Tonight's Marathon 101 class focused on a topic that I need a lot of help with: nutrition. Nutrition baffles me. If I were tested on nutrition literacy like eighth graders are tested for reading and math, I would be in a low, low percentile.
So I was hopeful that tonight would clarify things for me, and in part that was the case. The instructor had bags of groceries and she pulled out items and had us name their nutritional value - carb, protein, fat, etc. And while this may have been remedial for everyone else in the room, I found it helpful to see these piles growing on the table of varied foods, all having their own nutritional merits pulling for them.
The part that still confuses me is how to get these nutrients into my body and in what quantities. First, there are recommendations for numbers of servings per day, and it varies depending on what kind of nutrition-packed food you're talking about. Then there is rule of having a carb, and protein and fat in each meal. And then there is the complication that not all protein-containing foods have complete proteins and they need to be combined with certain other foods for their benefits to be realized. And when tonight's conversation veered toward glucose levels and amino acids, I started to wonder if I could get by without thinking about all this.

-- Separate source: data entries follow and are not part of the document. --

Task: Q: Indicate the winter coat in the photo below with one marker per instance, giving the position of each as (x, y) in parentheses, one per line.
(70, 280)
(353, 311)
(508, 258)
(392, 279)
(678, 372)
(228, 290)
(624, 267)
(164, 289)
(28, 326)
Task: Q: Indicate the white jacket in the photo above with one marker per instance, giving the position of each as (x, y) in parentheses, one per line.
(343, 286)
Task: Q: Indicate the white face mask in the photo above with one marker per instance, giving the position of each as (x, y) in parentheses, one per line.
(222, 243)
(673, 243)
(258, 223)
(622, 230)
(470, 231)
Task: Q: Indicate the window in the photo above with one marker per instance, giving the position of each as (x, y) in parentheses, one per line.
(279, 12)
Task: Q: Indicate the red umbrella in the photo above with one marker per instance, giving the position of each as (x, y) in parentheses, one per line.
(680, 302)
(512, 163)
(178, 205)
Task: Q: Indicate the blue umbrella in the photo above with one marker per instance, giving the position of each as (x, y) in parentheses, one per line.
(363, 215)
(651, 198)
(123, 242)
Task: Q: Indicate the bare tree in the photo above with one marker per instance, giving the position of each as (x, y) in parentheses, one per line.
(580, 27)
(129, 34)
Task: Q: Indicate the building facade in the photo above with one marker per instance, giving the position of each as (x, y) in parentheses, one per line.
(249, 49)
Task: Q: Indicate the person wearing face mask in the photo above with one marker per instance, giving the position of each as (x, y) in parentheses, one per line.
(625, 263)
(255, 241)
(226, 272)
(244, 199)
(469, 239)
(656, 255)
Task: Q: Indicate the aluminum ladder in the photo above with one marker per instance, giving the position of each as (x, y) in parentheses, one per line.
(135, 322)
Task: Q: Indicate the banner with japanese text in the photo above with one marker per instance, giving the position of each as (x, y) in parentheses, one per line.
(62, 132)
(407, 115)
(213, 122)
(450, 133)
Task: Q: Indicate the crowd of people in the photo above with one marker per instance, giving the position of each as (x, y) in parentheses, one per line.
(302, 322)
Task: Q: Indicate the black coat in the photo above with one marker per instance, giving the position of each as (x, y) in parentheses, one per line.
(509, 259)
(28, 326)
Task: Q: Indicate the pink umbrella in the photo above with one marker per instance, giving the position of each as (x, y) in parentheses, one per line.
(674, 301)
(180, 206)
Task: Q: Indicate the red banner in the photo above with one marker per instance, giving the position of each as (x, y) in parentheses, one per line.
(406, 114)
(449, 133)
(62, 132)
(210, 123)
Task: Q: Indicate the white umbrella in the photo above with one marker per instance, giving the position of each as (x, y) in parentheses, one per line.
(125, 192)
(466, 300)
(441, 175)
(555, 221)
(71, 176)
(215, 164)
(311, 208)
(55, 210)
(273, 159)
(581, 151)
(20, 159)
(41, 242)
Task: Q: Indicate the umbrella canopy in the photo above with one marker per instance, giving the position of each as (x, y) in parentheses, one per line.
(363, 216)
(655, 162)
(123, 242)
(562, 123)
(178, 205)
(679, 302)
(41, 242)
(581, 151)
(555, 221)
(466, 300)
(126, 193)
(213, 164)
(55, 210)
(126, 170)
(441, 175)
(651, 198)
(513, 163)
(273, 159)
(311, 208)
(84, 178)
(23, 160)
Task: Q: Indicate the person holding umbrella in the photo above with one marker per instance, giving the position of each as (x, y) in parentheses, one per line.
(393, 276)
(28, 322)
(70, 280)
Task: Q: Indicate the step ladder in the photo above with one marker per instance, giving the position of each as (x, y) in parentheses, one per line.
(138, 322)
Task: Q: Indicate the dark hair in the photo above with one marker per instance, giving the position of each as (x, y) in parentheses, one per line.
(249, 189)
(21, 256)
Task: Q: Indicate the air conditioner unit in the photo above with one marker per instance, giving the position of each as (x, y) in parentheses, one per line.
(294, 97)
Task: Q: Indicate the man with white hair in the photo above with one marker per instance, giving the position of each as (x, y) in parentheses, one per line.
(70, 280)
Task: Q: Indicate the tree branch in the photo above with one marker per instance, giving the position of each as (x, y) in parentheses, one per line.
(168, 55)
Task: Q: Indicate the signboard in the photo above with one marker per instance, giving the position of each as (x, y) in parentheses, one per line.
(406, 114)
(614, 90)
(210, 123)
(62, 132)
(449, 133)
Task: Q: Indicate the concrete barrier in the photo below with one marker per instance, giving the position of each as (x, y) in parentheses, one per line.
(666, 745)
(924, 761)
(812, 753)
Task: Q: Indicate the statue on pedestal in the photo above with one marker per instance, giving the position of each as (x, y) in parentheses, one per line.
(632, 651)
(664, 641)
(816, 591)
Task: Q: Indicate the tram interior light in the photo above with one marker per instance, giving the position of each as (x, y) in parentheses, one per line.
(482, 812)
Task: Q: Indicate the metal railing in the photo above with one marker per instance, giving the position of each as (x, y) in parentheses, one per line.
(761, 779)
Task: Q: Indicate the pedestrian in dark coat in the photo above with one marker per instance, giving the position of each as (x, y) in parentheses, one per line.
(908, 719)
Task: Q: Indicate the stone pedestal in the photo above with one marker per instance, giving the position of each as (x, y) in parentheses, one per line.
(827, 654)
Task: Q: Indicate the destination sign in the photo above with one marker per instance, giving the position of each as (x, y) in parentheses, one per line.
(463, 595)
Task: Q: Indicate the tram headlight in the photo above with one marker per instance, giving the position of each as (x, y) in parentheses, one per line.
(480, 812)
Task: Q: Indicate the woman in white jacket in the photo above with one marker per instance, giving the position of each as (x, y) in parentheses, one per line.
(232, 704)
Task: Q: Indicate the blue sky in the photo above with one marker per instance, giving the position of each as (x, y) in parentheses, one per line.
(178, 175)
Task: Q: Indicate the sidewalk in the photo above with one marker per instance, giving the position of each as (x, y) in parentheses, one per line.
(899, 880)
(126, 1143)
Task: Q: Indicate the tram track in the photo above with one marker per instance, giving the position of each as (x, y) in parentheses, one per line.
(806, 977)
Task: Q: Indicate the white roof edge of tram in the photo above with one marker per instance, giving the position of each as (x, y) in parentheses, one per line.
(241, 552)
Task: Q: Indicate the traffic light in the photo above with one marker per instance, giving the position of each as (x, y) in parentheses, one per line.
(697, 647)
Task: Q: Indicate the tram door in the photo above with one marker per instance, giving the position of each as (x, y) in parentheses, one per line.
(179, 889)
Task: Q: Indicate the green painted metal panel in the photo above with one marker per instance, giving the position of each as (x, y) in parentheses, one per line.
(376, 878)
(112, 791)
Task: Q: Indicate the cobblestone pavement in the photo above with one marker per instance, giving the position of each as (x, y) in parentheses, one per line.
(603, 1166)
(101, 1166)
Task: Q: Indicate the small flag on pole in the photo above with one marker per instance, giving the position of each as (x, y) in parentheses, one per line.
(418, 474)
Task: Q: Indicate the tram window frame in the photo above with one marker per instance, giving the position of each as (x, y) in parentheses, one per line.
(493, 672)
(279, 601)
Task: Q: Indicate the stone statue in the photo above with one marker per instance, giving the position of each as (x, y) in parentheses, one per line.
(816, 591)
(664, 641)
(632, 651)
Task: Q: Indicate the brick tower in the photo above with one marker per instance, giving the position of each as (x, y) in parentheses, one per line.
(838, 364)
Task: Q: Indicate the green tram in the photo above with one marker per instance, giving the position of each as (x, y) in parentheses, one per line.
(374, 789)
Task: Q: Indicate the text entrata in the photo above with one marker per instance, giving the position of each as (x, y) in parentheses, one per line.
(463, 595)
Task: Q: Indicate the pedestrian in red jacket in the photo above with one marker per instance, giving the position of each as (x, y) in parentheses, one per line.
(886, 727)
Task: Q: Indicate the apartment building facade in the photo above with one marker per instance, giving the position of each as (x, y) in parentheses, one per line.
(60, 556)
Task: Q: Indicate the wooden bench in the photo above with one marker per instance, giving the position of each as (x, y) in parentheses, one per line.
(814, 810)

And then there is the question of how much nutrition and how many calories you need to support the training regime you're undertaking. It seems logical that the more energy you're expending, the more fuel/food you need to take in. But what's the baseline, and how much is enough? This warning was sobering: your body will break down and metabolize your own muscle protein if you don't take in enough carbs and protein. So how much food should I eat? They say, "Listen to your body." My body has never undertaken this kind of challenge. My body may not know what it needs. My body wants to eat Cheez-Its for dinner.